Marcas
Aquele tempo que passou,
passou...
Foi bom ou foi ruim?
Deixou saudades?
Ficar indiferente a ele?
Fingir que não existiu?
Impossível...
Foi meu, só meu e só a mim diz respeito.
Doeu, machucou, sangrou, é verdade.
Motivo porque não quero tê-lo outra vez,
nem me passa pela cabeça resgatá-lo ou revivê-lo,
seja da forma como for.
Foram momentos que desfrutei,
mascarando a verdade, velada sob sete chaves,
quando sorria, lutando para esconder o mar de lágrimas contidas.
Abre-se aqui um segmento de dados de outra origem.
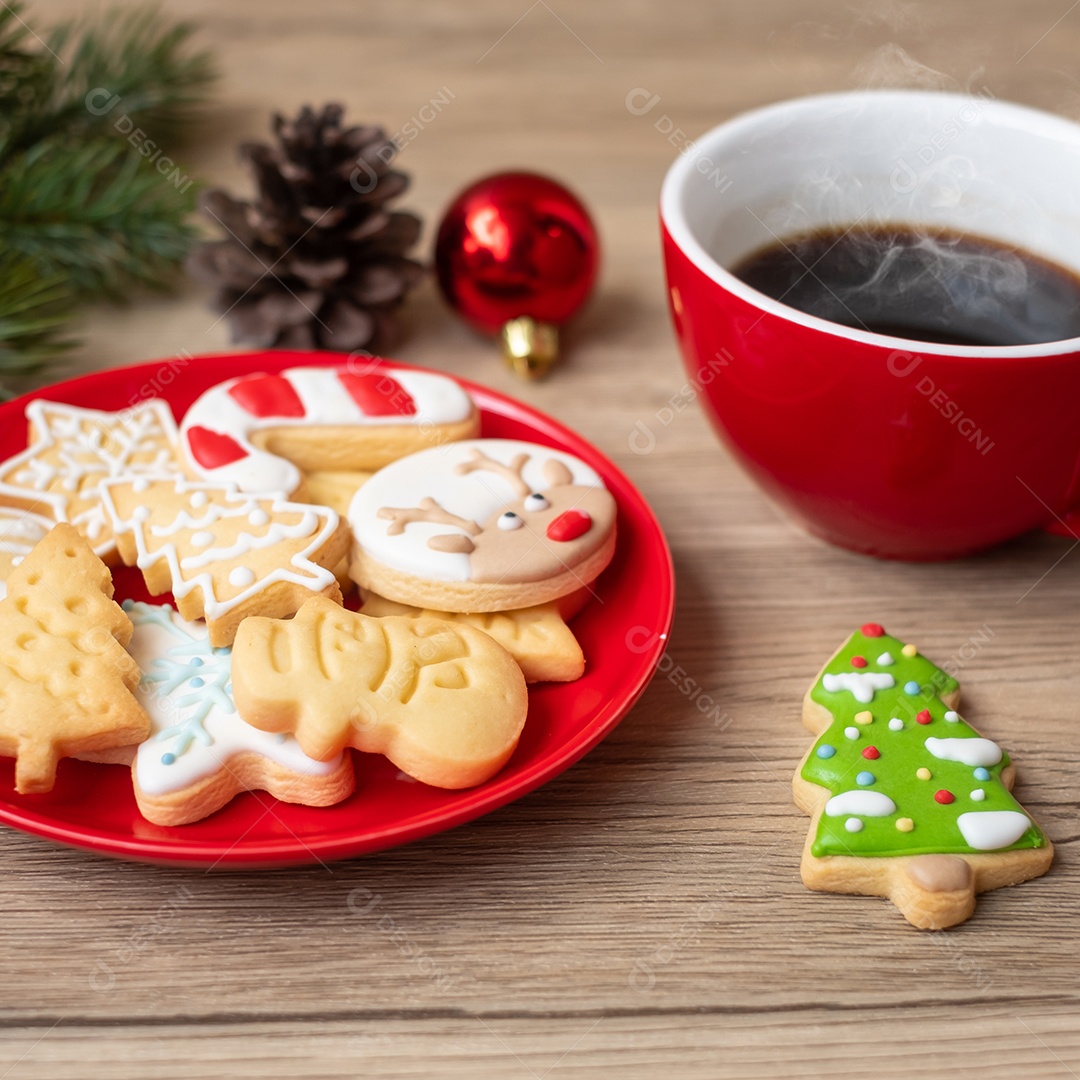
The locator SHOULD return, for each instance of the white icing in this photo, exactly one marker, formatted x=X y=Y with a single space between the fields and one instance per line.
x=973 y=752
x=199 y=726
x=473 y=496
x=241 y=577
x=990 y=829
x=140 y=442
x=439 y=400
x=862 y=802
x=319 y=523
x=862 y=685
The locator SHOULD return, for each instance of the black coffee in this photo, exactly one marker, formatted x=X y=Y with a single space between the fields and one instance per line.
x=928 y=285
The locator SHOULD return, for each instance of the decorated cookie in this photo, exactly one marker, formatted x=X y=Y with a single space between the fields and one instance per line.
x=225 y=554
x=72 y=449
x=261 y=432
x=19 y=530
x=482 y=525
x=443 y=701
x=66 y=683
x=537 y=637
x=201 y=753
x=908 y=801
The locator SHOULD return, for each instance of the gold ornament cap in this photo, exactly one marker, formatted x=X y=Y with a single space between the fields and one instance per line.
x=529 y=348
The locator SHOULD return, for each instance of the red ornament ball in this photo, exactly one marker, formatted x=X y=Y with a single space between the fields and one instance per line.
x=516 y=244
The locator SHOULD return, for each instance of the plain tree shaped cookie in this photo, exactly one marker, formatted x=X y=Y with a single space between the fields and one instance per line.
x=66 y=683
x=908 y=801
x=443 y=701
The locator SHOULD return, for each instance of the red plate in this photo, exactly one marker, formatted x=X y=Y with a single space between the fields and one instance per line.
x=623 y=634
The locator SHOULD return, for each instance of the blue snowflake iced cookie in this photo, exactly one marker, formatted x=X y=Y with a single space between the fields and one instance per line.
x=200 y=753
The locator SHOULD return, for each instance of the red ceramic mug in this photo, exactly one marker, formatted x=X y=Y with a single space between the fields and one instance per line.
x=888 y=446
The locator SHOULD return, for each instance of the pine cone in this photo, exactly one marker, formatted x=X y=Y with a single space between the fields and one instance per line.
x=316 y=260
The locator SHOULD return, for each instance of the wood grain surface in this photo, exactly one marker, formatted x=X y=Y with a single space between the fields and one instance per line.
x=642 y=915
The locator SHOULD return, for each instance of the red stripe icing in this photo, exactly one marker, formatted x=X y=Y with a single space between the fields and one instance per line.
x=569 y=525
x=212 y=449
x=268 y=395
x=378 y=394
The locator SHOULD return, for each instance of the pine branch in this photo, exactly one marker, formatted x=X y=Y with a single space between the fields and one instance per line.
x=133 y=59
x=32 y=312
x=98 y=216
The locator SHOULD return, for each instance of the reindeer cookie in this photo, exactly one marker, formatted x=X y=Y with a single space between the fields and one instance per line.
x=262 y=432
x=443 y=701
x=482 y=525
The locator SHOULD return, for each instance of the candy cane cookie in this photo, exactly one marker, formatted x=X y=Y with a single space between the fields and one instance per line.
x=262 y=432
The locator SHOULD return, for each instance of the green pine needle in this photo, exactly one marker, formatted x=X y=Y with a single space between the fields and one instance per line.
x=85 y=214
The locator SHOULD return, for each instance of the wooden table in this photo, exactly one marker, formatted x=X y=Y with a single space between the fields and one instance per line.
x=642 y=915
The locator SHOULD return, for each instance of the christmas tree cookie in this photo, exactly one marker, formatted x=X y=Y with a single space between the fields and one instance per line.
x=908 y=800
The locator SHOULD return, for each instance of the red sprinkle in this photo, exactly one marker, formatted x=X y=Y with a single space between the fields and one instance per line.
x=569 y=525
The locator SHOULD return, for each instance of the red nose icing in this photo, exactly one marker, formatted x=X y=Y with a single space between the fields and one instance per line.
x=569 y=525
x=212 y=449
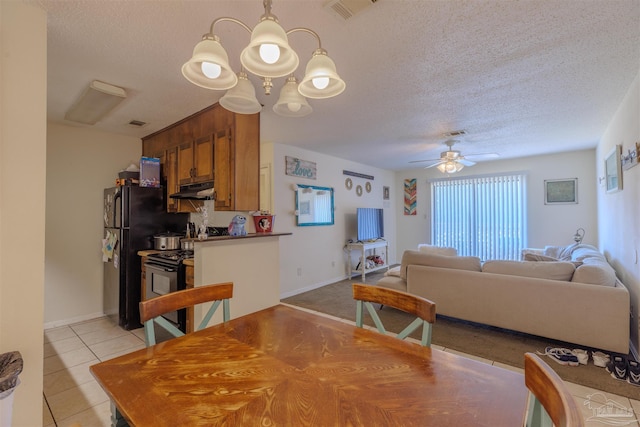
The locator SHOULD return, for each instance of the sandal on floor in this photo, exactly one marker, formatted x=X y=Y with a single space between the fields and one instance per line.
x=582 y=355
x=634 y=373
x=600 y=359
x=618 y=368
x=563 y=356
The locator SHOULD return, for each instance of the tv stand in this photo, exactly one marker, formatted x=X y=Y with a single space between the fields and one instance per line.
x=362 y=248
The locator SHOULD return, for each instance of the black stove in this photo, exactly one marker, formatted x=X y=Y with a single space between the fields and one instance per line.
x=169 y=258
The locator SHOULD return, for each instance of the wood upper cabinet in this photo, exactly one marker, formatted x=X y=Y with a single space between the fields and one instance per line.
x=211 y=145
x=195 y=160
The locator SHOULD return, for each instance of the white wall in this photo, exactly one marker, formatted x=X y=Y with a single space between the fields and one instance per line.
x=618 y=213
x=23 y=89
x=318 y=251
x=81 y=163
x=546 y=224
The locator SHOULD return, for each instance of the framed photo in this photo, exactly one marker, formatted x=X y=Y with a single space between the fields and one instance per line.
x=385 y=193
x=613 y=169
x=561 y=191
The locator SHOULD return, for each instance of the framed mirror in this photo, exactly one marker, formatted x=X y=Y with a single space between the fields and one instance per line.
x=314 y=205
x=613 y=170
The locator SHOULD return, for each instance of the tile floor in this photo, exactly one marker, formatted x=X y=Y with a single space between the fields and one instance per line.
x=72 y=396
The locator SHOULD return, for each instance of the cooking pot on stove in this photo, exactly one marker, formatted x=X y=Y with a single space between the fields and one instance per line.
x=166 y=241
x=186 y=244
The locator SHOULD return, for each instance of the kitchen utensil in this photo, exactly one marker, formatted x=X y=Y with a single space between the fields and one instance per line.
x=167 y=241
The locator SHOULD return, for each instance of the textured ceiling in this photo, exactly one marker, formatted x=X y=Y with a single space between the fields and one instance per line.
x=521 y=77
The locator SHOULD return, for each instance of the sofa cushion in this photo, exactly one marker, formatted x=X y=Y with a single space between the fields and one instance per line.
x=431 y=260
x=437 y=250
x=595 y=271
x=537 y=257
x=553 y=270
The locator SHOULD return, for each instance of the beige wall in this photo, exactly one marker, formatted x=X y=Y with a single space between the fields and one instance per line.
x=81 y=163
x=23 y=88
x=546 y=224
x=618 y=213
x=317 y=252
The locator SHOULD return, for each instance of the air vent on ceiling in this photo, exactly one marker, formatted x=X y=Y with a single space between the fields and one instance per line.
x=345 y=9
x=137 y=123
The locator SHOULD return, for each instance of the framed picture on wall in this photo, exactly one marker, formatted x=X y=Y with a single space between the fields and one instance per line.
x=561 y=191
x=613 y=169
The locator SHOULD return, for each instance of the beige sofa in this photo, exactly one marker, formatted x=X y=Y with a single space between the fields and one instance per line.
x=569 y=294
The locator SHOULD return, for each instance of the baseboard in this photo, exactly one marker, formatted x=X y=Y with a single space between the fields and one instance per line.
x=66 y=322
x=311 y=287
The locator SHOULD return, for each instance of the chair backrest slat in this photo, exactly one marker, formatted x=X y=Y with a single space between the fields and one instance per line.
x=422 y=308
x=551 y=401
x=151 y=310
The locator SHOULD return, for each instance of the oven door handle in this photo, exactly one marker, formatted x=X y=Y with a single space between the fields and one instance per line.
x=157 y=267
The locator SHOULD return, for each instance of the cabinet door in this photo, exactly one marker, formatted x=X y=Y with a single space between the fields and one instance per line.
x=172 y=181
x=223 y=181
x=185 y=162
x=203 y=159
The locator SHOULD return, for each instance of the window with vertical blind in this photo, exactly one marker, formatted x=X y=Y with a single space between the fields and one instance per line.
x=480 y=216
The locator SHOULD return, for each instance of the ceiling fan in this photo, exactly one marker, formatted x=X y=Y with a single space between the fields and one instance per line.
x=452 y=161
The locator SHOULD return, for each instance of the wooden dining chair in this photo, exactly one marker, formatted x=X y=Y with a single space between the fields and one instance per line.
x=422 y=308
x=550 y=402
x=151 y=310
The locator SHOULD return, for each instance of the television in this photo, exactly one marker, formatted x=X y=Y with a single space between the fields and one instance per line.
x=370 y=224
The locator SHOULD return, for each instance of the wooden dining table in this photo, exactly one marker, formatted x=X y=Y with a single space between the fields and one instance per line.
x=284 y=366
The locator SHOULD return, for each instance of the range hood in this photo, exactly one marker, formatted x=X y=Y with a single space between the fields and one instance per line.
x=199 y=191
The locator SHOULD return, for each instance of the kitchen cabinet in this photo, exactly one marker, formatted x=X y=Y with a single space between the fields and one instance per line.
x=213 y=144
x=195 y=160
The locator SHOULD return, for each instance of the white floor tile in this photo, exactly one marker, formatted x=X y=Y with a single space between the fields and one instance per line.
x=124 y=343
x=66 y=379
x=96 y=416
x=62 y=346
x=68 y=360
x=78 y=399
x=55 y=334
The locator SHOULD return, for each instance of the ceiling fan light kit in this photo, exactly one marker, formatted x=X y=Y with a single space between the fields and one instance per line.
x=268 y=55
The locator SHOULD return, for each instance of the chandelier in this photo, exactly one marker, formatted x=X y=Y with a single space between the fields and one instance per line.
x=267 y=56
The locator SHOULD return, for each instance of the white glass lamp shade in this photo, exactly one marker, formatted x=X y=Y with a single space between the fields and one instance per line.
x=321 y=79
x=269 y=32
x=210 y=53
x=241 y=99
x=291 y=103
x=450 y=167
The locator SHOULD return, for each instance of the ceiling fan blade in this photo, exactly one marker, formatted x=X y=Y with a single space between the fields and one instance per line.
x=483 y=155
x=435 y=164
x=427 y=160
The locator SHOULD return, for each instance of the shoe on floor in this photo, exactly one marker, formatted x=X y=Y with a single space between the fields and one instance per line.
x=563 y=356
x=618 y=368
x=634 y=373
x=582 y=355
x=600 y=359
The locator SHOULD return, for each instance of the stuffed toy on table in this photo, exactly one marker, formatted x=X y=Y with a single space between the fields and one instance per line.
x=236 y=226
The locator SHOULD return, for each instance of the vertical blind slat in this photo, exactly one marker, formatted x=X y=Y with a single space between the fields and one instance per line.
x=482 y=216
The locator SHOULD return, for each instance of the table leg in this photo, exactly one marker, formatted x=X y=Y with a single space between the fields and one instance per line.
x=116 y=417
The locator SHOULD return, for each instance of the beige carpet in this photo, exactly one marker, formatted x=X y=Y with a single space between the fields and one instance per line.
x=480 y=340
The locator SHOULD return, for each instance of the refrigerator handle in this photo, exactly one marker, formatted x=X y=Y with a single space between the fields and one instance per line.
x=116 y=214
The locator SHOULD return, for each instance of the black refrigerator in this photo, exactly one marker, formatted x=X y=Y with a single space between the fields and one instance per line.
x=132 y=216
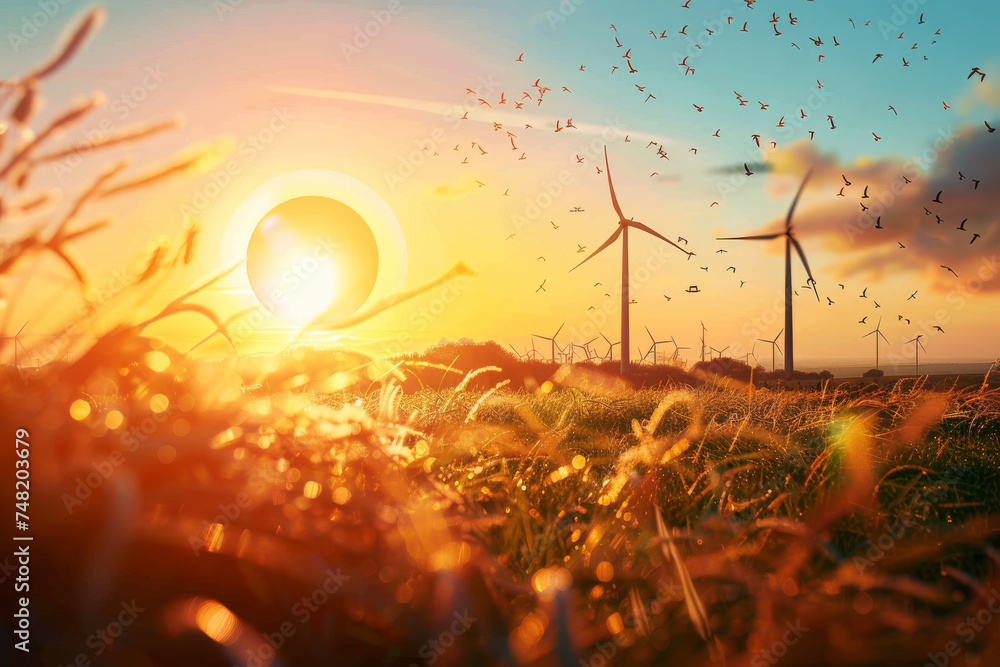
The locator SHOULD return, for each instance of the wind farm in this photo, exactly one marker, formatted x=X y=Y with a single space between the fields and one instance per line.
x=323 y=352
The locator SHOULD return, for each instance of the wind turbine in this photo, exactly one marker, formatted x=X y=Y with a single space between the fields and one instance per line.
x=677 y=349
x=919 y=346
x=17 y=344
x=611 y=348
x=877 y=333
x=719 y=352
x=552 y=339
x=655 y=342
x=774 y=347
x=703 y=342
x=790 y=241
x=622 y=230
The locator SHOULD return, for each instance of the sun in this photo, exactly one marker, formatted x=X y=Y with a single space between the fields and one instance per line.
x=318 y=246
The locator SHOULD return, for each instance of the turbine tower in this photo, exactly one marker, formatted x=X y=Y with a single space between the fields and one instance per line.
x=916 y=348
x=623 y=226
x=774 y=347
x=790 y=241
x=877 y=333
x=552 y=339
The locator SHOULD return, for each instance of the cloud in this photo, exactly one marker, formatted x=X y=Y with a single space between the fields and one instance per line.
x=908 y=213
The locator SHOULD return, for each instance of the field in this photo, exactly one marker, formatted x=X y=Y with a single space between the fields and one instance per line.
x=578 y=521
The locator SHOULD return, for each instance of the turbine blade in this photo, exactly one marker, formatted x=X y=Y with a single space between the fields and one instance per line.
x=614 y=199
x=649 y=230
x=802 y=256
x=761 y=237
x=611 y=239
x=791 y=210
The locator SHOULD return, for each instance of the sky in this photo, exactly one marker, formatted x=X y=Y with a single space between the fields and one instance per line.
x=363 y=89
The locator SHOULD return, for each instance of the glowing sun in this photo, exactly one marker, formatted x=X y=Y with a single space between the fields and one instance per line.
x=318 y=245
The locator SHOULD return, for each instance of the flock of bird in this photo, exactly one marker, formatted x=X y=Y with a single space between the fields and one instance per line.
x=627 y=65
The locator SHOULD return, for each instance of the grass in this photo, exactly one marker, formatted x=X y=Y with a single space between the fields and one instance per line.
x=864 y=516
x=324 y=506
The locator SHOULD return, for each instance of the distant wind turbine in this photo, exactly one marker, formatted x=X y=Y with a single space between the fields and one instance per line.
x=790 y=241
x=552 y=339
x=703 y=342
x=877 y=333
x=916 y=349
x=774 y=347
x=655 y=343
x=17 y=344
x=677 y=349
x=719 y=352
x=622 y=230
x=611 y=348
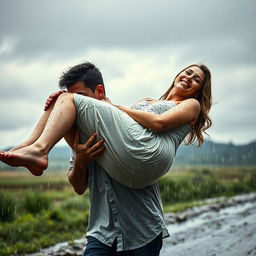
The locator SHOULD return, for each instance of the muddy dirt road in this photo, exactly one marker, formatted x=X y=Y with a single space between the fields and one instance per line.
x=223 y=229
x=226 y=228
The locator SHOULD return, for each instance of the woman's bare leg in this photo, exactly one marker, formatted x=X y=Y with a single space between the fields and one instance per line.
x=35 y=157
x=37 y=131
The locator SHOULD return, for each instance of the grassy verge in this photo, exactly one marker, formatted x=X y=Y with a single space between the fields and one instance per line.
x=37 y=212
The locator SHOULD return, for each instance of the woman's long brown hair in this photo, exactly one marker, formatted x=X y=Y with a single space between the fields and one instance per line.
x=205 y=99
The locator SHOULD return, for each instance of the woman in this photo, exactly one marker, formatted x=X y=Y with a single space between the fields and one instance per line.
x=140 y=142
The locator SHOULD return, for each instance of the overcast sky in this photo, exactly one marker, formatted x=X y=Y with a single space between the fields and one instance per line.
x=139 y=45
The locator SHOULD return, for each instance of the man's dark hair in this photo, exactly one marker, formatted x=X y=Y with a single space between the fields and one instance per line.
x=86 y=72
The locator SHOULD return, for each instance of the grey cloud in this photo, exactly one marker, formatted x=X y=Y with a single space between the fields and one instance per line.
x=55 y=29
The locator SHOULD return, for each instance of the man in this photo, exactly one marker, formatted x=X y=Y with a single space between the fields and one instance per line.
x=122 y=221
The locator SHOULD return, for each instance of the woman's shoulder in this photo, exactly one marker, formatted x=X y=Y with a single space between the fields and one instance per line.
x=191 y=102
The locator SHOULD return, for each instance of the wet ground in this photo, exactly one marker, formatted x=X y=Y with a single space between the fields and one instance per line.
x=226 y=228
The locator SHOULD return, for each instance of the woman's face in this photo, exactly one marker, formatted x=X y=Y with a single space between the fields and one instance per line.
x=189 y=82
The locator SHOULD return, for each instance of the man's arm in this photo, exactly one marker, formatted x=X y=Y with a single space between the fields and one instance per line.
x=84 y=154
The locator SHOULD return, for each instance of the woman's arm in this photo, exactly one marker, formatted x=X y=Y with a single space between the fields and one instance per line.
x=184 y=113
x=84 y=153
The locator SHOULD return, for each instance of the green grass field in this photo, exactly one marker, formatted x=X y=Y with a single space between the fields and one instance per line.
x=37 y=212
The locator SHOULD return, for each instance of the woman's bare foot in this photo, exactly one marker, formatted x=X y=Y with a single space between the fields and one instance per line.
x=29 y=157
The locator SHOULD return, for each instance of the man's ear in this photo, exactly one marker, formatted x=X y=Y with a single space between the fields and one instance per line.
x=100 y=92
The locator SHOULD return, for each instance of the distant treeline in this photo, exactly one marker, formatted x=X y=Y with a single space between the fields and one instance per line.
x=210 y=153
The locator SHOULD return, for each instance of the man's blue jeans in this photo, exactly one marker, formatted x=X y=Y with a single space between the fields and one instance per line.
x=96 y=248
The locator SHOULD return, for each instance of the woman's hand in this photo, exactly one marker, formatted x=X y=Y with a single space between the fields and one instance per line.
x=52 y=98
x=88 y=151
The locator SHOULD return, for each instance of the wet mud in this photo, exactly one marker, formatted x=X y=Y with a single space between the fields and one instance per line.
x=225 y=228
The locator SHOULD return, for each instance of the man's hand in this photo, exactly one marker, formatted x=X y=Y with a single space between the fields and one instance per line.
x=52 y=98
x=88 y=151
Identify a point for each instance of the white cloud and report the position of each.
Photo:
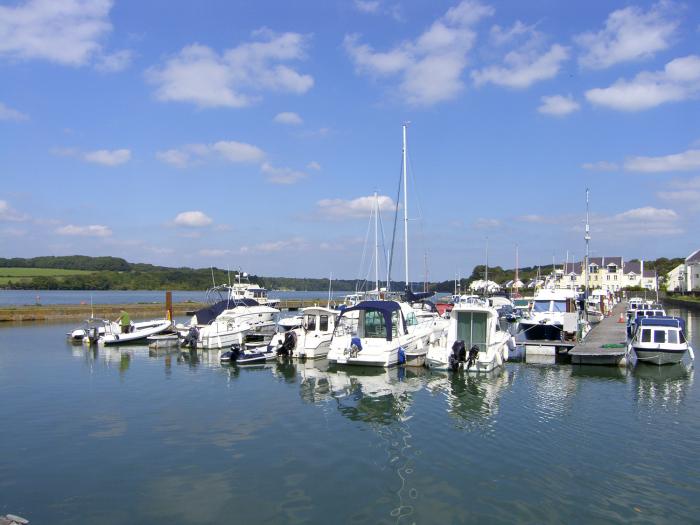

Foram momentos que optei por fazê-los só meus,
quando me sentia só, fingindo acreditar, aceitando o inaceitável,
quando idealizava a frágil estrutura de um porto, nem tão seguro,
pois construído sobre mentiras e aparências enganosas,
em solo arenoso e movediço.
Paredes vazias, desprovidas de concreto afeto,
aprisionaram meu coração,
fechado para a vida,
num tempo em que portas e janelas permaneciam cerradas para o mundo
lá fora.
Ah, se o mundo soubesse!
Mas,
porque “aos elogios do mundo, preferimos os aplausos da nossa consciência”,permanecia calada,
guardando o amor maior para apaziguar conflitos...
Quando as tempestades freqüentes dissipavam-se
com a calmaria de um novo rumo,
noites sóbrias,
longe do estrondoso relâmpago,
refletiam minha alma solitária e infeliz.
Aguardava, com esperança,
um novo amanhecer!
Confiava,
acreditava
e apostava,
(embora alto custo tivesse a pagar),
cobrindo os ouvidos aos rumores
e sons ensurdecedores que aturdiam minha mente.
Ameaças, rugir de dentes,
falsos sorrisos
e terríveis gargalhadas...
Limites ultrapassados...
Restam histórias que são minhas,
lembranças desbotadas das emoções vividas,
porque o tempo amenizou cores e dores...
porque a vida fez trincheira contra a morte...
Agora,
novos tempos virão.
Estes tempos serão meus,
mas não me antecipo em querê-los.
Por que?
Porque não poderei desfrutar desse momento que vivo
e que vai embora a cada segundo,
pois também é meu.
É o meu tempo.
Estou decidida:
”Não viverei de lembranças do passado
e muito menos de esperanças para o futuro.
Meu futuro é o agora” .
Bem-vindo!

2 Comments:
Camininha,
Não sei bem o que aconteceu nesse período de sua vida, mas lendo seu post dá pra ter uma idéia do que você passou.
Portanto lhe digo uma coisa minha amiga. Não há felicidade se não pudermos alardeá-la aos sete cantos, não há realização plena se não puder ser compartilhada.
Muitas vezes nos vemos envolvidas por sentimentos tão intensos que deixamos a razão de lado, sofremos em busca de algo que temos certeza jamais poderá ser alcançado, mas na nossa "cegueira" momentanea seguimos em frente tateando pelos cantos, e o que achamos nessa busca é dor somente.
Supere minha amiga, siga em frente, a vida lhe aguarda.
Beijos no coração.
Oi, Camininha
Acho que está mais do que na hora de você escrever no seu Blog. O ano novo está aí em você não dá sinal? Vamos lá, amiga. Gosto dos seus textos. São bastante intimistas o que revela sua grande sensibilidade. Abraço.